South African BDS – or Just BS?

August 27, 2012 2:14 pm 0 comments

Jaffa, Israel. Photo: wiki commons.

The government of South Africa has defined the State of Israel as not including Beersheva, Yad Mordechai, Acco, Afula, and Nahariya. It creates an “Arab Enclave” in Jaffa not governed by Israel. It reduces the borders of Israel in two places to points on a map — one in the Galilee and one in the Negev Desert — and, for good measure, restores Jerusalem and certain of its suburbs to “corpus separatum.” Yasser Arafat didn’t have the nerve to define such borders.

South Africa has decided to label goods entering the country from certain places as “IOT” for “Israeli Occupied Territory.” The outraged Israeli government called the decision “blatant discrimination based on national and political distinction. This kind of discrimination has not been imposed — and rightly so — in any other case of national, territorial or ethnic conflict[.] … What is totally unacceptable is the use of tools which, by essence, discriminate and single out, fostering a general boycott.”

It is worse than that.

The statement by the South African cabinet “approved that a notice … be issued by the minister of Trade and Industry requiring the labeling of goods or products emanating from IOTs (Israel Occupied Territories) to prevent consumers being led to believe that such goods come from Israel. This is in line with South Africa’s stance that recognizes the 1948 borders delineated by the United Nations and does not recognize occupied territories beyond these borders as being part of the State of Israel.”

The South African Cabinet appears to insist on the 1947 U.N. Partition Plan as the parameters for an Israel with which it is morally comfortable. Aside from the historical oddity of choosing 1948 — a year in which no borders for Israel were determined — there is the question of how to react to the delicate moral sensibilities of a government that just shot and killed34 of its own citizens and wounded more than 70 others for protesting over pay.

Sticking to history, there are three possible eastern boundary lines for the State of Israel1: the 1947 U.N. partition line, the 1949 Armistice Line (also and incorrectly known as the “pre-’67 borders”), and the Jordan River post-Six-Day War. None are recognized borders, and none were established in 1948.

If the South African government is referring to the U.N. Partition Plan of 1947, it is those lines in which the State of Israel declared itself independent in May 1948. However, none of the Arab states accepted Israel inside those lines, and they immediately went to war to eradicate the lines and thus eradicate Israel. Why the South African government would stake its position on the basis of borders rejected by every Arab government is unclear.

Israel acquired some additional territory during the fighting in 1948 and 1949. It is worth noting that the U.N., while pointing to the “inadmissibility of the acquisition of territory by war” in U.N. Resolution 242 after the 1967 war, would have been referring to acquisition through offensive war. To cite the Jewish Virtual Library, “[i]f not, the resolution would provide an incentive for aggression. If one country attacks another, and the defender repels the attack and acquires territory in the process, the former interpretation would require the defender to return all the land it took. Thus, aggressors would have little to lose because they would be insured against the main consequence of defeat.”

The same point applies to the 1948-49 war. The Arab states were clearly the aggressors in 1948, and the Armistice Commission led by Dr. Ralph Bunche did not insist that Israel vacate the additional territory. Quite the opposite: “[o]n 3 April, the agreement was signed, fixing the armistice line of the West Bank, transferring to Israel a number of Arab villages in the central part of the country [emphasis added] and providing for a mixed committee to work out arrangements in Jerusalem.”

The Jordanian government did not protest the inclusion of those villages in Israel, but insisted that the 1949 Armistice Line not be called a border because it was temporary. The armistice was to be only a stopping point on the way to the next war, albeit a stopping point farther to the east than the prior one. It is this line that is incorrectly referred to by many, including President Obama, as the “1967 Border” after Israel successfully defended itself from the next Arab onslaught in June of that year and pushed the line to the Jordan River.
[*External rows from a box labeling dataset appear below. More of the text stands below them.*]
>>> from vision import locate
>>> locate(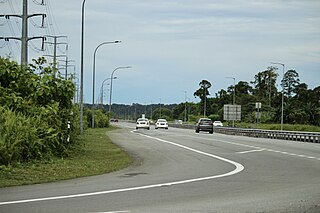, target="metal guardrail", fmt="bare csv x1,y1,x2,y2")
169,124,320,143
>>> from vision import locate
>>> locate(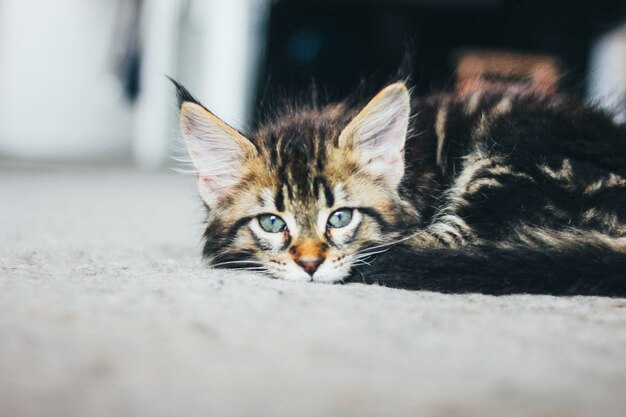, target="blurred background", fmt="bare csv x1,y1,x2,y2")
0,0,626,169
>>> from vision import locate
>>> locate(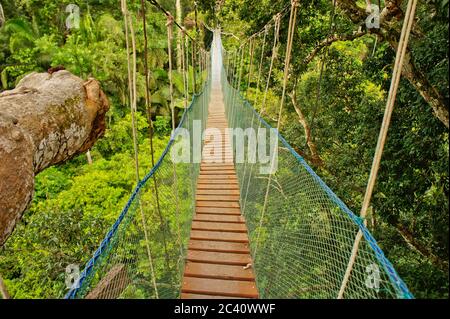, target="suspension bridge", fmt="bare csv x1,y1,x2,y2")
65,1,413,299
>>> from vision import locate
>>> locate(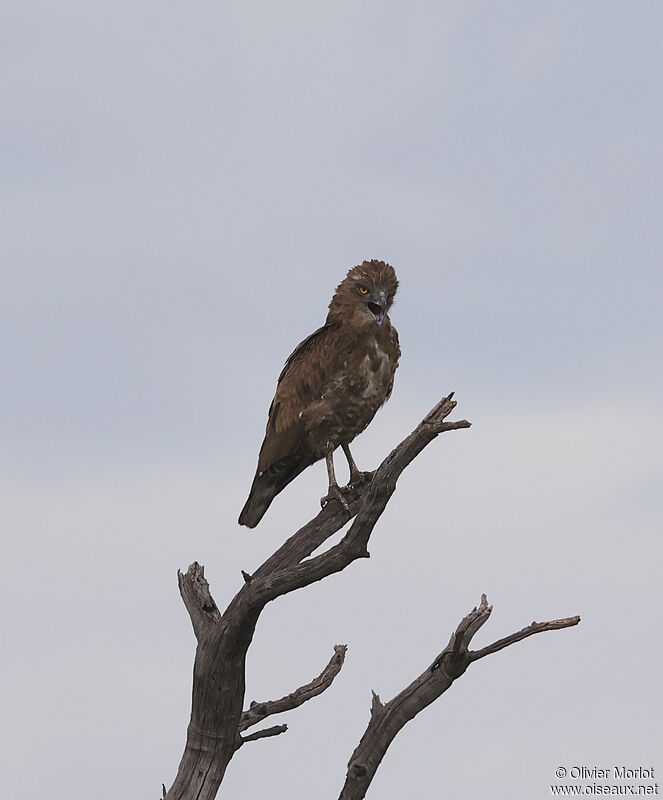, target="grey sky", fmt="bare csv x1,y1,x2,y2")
0,2,663,800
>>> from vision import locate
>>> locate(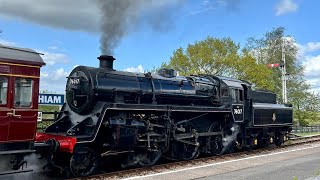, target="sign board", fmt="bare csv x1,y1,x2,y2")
37,112,42,122
39,93,64,106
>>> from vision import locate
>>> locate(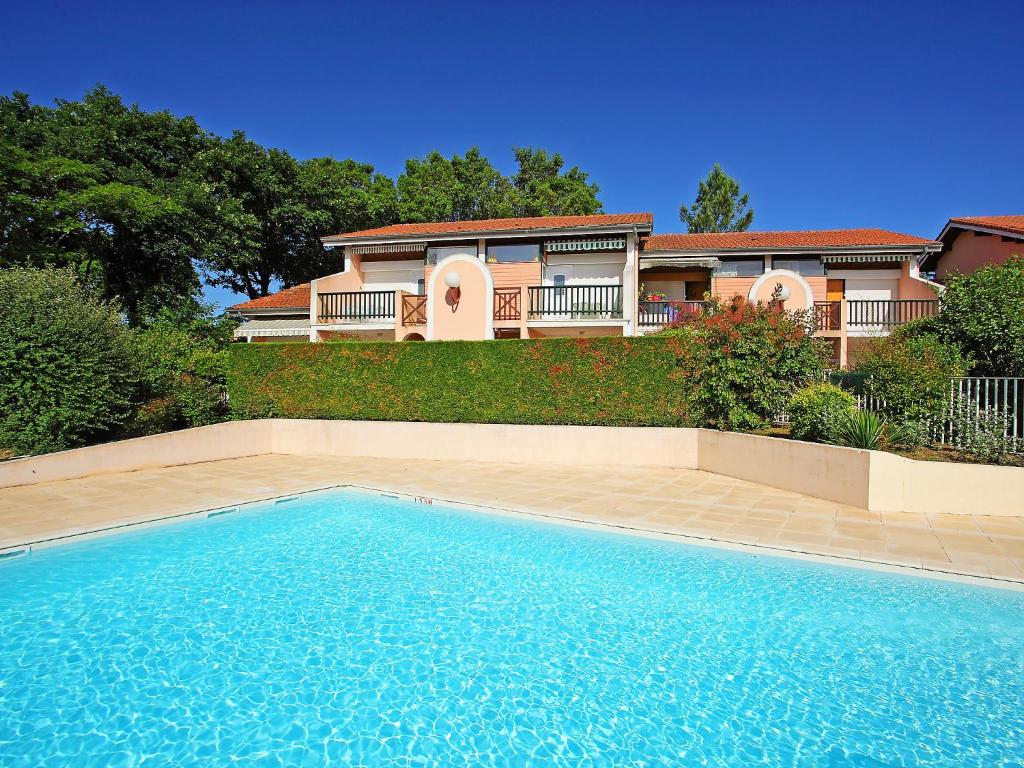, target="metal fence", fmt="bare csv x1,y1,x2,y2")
773,373,1024,454
856,376,1024,454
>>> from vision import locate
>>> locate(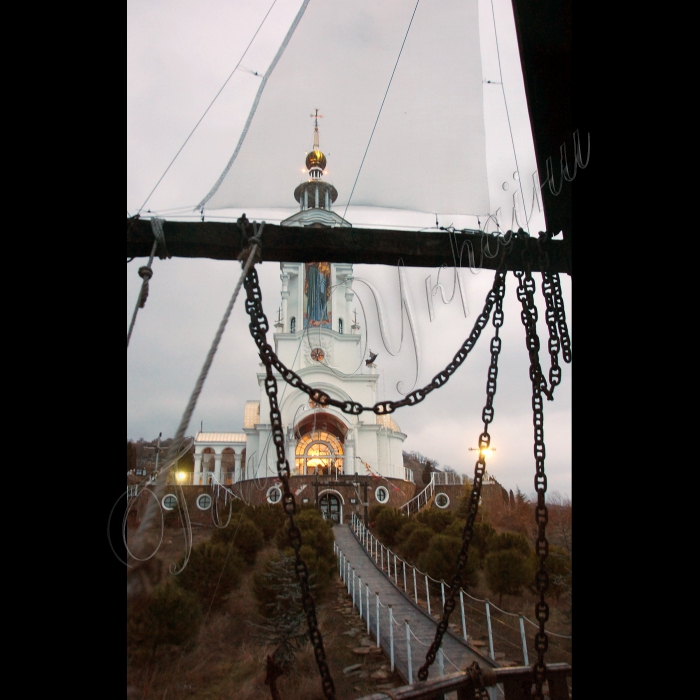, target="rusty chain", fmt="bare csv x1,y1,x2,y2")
245,268,335,700
466,661,490,700
515,270,549,700
418,269,506,681
542,272,571,401
244,262,505,416
545,273,571,364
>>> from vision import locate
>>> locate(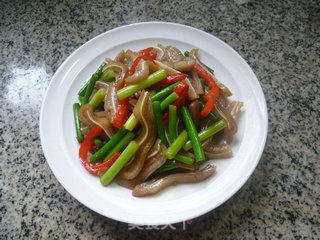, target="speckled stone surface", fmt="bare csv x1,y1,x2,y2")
0,0,320,239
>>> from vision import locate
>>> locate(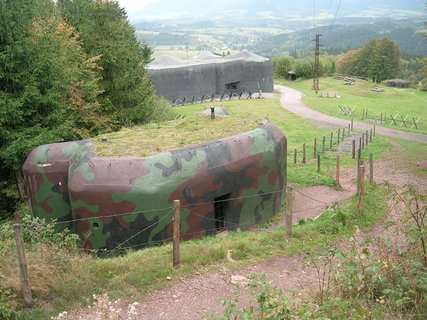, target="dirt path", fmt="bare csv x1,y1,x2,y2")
61,148,427,320
61,87,427,320
274,85,427,143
Is South Africa, then, suggesting that President Obama has planted Israel’s “border” in the wrong place when he told an AIPAC audience that “[t]he borders of Israel and Palestine should be based on the 1967 lines with mutually agreed swaps so that secure and recognized borders are established for both states”?

Keeping the dates, lines and borders straight is important if, in fact, you want to understand the difficulties Israel has in achieving “secure and recognized boundaries free from threats or acts of force” as it was promised in Resolution 242. The South African Cabinet probably didn’t know the difference because that’s not the goal.

South Africa wants to mount a high horse and, after years of being rightly branded an outcast for its system of racial apartheid, be able to damn someone else for sins real or imagined. In opting for inclusion in the anti-Israel Non-Aligned Movement — meeting in Tehran under the auspices of a government that threatens genocide against Israel and terrorism against the United States2 — South Africa has shown that although it abandoned the legal segregation of its black citizens, it hasn’t entered the family of civilized nations.

This post first appeared in American Thinker.

Shoshana Bryen is Senior Director of The Jewish Policy Center.